Split `function` into `constructor`/`relation`/(custom)`function`; Remove `default`; Disallow `function` lookup in the RHS of a rule #461

FTRobbin · 2024-11-06T23:35:56Z

This PR fixes Issue #420. Lookup actions in rules will now cause a type error LookupInRuleDisallowed.

Move specifically, this PR:

Removes -naive flag and related desugaring code due to being replaced by this change.
Fixes 'fail' failing due to not being identified as global in the remove_global rewrite pass.
Adds new positive and negative tests for this type error.
Rewrites the existing tests for compatibility with the new type error.

codspeed-hq · 2024-11-06T23:38:41Z

CodSpeed Performance Report

Merging #461 will not alter performance

_{Comparing haobinni-0904 (9163ac3) with haobinni-0904 (8a75e7e)}

Summary

✅ 10 untouched benchmarks
🆕 2 new benchmarks

Benchmarks breakdown

	Benchmark	`haobinni-0904`	`haobinni-0904`	Change
🆕	`merge_read`	N/A	286.8 µs	N/A
🆕	`set_sort_function`	N/A	369.6 µs	N/A

yihozhang · 2024-11-06T23:52:32Z

src/gj.rs

            // for the later atoms, we consider everything
            let mut timestamp_ranges =
                vec![0..u32::MAX; cq.query.funcs().collect::<Vec<_>>().len()];
-            if do_seminaive {


I believe we still want to keep the -naive flag as well as the code here, so the user can still do naive evaluation (useful for debugging, also have a different semantics than semi-naive for "unsafe" egglog).

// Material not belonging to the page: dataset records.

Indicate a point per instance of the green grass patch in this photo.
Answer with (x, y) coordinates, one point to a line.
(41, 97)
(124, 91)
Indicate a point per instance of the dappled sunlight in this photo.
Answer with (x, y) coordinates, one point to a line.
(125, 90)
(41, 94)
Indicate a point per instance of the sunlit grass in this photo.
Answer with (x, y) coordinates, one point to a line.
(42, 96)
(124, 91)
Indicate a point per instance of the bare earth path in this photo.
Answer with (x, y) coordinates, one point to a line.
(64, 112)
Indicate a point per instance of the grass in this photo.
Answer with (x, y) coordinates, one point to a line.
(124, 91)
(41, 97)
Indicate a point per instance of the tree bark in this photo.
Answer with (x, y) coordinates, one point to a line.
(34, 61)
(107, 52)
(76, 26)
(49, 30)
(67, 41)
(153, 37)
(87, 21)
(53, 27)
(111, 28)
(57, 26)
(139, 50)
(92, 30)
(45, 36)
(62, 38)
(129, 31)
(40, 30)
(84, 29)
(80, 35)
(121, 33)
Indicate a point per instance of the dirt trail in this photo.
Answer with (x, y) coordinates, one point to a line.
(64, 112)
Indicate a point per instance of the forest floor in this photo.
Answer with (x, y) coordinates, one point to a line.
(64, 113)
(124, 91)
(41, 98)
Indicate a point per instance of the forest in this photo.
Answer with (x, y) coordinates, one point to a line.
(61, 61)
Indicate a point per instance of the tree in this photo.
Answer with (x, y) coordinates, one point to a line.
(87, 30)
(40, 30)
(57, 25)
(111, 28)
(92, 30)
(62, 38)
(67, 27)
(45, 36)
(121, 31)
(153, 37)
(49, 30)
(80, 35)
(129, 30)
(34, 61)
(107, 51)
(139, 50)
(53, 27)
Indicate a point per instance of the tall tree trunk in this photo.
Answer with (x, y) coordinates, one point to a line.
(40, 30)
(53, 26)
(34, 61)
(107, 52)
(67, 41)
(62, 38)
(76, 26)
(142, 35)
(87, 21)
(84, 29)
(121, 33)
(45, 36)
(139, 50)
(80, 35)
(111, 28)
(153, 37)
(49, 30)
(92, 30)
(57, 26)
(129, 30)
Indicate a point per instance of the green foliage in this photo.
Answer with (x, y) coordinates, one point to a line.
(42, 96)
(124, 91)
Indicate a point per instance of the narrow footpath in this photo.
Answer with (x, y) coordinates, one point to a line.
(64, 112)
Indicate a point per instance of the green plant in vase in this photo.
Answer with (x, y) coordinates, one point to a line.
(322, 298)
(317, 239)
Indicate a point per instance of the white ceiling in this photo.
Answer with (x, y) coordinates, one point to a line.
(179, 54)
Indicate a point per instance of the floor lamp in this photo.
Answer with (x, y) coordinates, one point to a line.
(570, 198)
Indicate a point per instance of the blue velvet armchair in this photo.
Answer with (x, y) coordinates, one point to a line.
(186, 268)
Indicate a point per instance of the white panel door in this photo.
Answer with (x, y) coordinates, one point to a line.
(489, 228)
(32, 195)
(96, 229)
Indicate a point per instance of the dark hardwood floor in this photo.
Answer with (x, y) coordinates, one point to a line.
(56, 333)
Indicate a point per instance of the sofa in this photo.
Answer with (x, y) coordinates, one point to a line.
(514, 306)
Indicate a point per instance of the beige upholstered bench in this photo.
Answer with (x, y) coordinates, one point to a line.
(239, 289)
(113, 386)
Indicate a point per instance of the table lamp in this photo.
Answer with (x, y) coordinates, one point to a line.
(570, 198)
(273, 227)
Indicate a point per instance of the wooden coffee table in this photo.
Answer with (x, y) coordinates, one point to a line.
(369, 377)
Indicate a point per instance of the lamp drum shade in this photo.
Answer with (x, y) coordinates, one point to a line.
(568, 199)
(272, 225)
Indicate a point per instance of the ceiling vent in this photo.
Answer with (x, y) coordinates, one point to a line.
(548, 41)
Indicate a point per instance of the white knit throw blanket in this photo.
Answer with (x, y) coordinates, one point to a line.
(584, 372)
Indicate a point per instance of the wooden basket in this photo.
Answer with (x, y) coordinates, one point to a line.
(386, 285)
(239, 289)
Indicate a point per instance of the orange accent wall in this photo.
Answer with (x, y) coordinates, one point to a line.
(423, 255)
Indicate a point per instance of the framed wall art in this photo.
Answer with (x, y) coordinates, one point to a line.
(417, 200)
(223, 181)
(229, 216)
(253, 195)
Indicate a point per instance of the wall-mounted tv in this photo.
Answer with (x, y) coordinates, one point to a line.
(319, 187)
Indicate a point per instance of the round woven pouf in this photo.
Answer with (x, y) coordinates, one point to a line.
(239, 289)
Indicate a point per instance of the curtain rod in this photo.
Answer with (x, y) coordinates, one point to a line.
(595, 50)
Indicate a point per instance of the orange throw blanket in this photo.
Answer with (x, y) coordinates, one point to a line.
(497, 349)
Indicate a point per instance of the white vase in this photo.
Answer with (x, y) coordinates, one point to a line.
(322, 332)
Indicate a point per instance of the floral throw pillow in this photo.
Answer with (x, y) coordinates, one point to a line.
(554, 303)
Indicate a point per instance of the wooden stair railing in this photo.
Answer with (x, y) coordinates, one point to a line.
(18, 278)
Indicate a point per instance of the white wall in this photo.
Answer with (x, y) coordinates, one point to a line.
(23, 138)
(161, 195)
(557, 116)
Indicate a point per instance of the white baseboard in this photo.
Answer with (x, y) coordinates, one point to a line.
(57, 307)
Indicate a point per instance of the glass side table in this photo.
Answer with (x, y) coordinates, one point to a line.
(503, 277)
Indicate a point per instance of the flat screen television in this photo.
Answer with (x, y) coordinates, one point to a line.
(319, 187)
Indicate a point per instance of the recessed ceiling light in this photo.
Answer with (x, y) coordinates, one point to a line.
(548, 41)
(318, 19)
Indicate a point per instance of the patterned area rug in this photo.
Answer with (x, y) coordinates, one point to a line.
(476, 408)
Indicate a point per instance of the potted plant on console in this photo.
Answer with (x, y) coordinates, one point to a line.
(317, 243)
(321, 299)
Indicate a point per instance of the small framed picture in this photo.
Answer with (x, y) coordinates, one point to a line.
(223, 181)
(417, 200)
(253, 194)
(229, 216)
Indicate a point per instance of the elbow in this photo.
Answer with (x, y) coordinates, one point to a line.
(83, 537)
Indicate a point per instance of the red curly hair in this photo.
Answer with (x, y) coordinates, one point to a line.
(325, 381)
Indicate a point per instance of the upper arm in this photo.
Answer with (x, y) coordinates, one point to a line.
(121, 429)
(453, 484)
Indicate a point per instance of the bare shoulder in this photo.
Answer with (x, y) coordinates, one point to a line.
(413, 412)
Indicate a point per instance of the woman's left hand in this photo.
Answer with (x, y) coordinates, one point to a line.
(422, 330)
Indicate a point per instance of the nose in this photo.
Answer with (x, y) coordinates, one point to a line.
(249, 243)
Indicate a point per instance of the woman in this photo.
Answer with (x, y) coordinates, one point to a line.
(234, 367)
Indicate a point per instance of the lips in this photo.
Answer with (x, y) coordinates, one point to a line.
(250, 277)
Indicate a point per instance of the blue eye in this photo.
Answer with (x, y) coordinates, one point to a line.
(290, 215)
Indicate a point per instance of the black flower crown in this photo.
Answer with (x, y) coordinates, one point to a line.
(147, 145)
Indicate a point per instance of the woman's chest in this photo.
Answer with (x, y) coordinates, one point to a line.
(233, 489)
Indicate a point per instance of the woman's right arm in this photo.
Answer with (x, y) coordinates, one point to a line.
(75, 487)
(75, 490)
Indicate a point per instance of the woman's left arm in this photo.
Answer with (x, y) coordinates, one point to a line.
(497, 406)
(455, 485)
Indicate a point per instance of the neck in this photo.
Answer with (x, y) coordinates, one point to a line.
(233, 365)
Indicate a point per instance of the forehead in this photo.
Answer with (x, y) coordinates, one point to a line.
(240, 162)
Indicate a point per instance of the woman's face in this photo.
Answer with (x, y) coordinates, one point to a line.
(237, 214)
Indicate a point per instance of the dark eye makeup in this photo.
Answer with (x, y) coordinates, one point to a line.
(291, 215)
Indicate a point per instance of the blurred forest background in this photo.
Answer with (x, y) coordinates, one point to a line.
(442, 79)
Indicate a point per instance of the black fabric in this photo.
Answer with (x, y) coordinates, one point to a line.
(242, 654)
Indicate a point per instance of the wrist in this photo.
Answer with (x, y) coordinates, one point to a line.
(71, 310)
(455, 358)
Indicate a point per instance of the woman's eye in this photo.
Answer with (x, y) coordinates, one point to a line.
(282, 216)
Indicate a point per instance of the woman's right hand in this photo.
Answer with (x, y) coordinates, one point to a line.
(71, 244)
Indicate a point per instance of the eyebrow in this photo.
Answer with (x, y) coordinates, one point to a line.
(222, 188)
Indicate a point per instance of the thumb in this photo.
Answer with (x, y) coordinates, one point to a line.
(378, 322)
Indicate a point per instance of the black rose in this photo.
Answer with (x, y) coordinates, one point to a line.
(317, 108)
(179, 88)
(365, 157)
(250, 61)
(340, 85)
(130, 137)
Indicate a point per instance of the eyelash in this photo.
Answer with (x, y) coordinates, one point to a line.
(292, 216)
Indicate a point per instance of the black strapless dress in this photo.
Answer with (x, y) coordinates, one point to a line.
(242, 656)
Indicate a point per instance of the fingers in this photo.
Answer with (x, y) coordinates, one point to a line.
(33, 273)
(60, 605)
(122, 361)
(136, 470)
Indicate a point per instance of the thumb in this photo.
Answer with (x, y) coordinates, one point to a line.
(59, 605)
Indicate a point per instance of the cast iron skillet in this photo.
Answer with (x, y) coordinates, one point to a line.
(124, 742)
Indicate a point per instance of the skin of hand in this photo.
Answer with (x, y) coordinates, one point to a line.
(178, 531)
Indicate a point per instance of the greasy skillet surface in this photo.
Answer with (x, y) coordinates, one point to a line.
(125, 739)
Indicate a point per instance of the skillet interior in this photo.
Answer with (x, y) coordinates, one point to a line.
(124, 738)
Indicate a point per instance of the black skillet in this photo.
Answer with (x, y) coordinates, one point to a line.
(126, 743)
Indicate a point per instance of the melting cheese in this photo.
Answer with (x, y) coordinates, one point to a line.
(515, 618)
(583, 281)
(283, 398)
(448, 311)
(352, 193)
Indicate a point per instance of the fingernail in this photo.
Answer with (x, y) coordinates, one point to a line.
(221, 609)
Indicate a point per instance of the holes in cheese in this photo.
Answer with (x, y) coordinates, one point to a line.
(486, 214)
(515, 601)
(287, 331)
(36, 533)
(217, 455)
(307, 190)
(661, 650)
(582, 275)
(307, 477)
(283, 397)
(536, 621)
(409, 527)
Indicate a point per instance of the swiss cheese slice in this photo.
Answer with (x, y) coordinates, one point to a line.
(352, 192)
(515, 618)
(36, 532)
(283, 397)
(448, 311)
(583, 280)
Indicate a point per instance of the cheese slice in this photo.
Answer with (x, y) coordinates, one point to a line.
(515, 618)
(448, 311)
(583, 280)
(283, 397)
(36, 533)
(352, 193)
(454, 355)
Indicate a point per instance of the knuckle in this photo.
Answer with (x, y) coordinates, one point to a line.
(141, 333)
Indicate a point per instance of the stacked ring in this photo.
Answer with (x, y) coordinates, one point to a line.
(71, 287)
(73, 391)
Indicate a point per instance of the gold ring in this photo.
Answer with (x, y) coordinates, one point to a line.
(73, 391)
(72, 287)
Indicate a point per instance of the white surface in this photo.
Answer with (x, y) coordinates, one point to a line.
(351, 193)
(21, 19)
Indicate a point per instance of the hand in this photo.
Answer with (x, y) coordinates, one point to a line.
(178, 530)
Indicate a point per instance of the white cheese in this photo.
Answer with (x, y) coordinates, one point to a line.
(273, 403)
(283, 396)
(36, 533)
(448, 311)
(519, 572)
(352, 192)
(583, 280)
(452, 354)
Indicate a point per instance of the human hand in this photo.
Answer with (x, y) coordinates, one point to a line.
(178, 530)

Yeah, I agree that we should probably keep naive evaluation

I don't think we should keep it. It is unhelpful and adds complexity to the later passes as they need to support the naive semantics correctly. I am also against keeping it as a use-at-your-own-risk feature.

For Egglog users, if you don't use delete, semi-naive and naive are indistinguishable, so it is unhelpful for debugging. If you use delete, then you care much about performance, and there's no point in using naive. Even when you debug with unsafe features, you should probably debug the semi-naive case instead because that's what you want.

For Egglog developers, I see some value in being a sanity check for ensuring semi-naive is implemented correctly. But we are not doing this now, and it can also be done through stronger end-to-end test cases.

That was convincing to me. I've never personally used it before
@yihozhang what do you think?

What complexity does this add to later passes? I thought the only difference between seminaive and naive is that in the seminaive case, we split the original query into many small queries depending on the timestamps (i.e., what this code snippet does).

I strongly recommend that we keep the naive evaluation. We can view semi-naive as an optimization of the naive evaluation, and this optimization is not always semantic-preserving, when given bizarre programs that violate certain assumptions. Examples include

rules that use extract / user-defined primitives

rules where the merge function is not associative or idempotent

I'm also not confident that our semi-naive is implemented correctly- do we really update timestamp every time we update the table? I just looked at table.rs and it seems we don't update the timestamp for at least get_mut. The naive evaluation serves as a ground truth for this purpose. Personally, when I am debugging a primitive I wrote, the first thing I do is to disable semi-naive evaluation.

If we keep the naive flag, either we need to split the latter passes into two, which is unlikely, or each piece of downstream code must support both naive and semi-naive. I am skeptical about the claim that semi-naive code would just work for naive. For one thing, I don't see how semi-naive can be implemented as pure syntactic rewrites. As you pointed out, something more needs to happen to the timestamps in the semi-naive case. And yet, the naive flag is not used anywhere else in the codebase.

There are cases where the two give different semantics. However, the naive semantics is not more helpful to the users in those cases because they still need semi-naive to work in the end.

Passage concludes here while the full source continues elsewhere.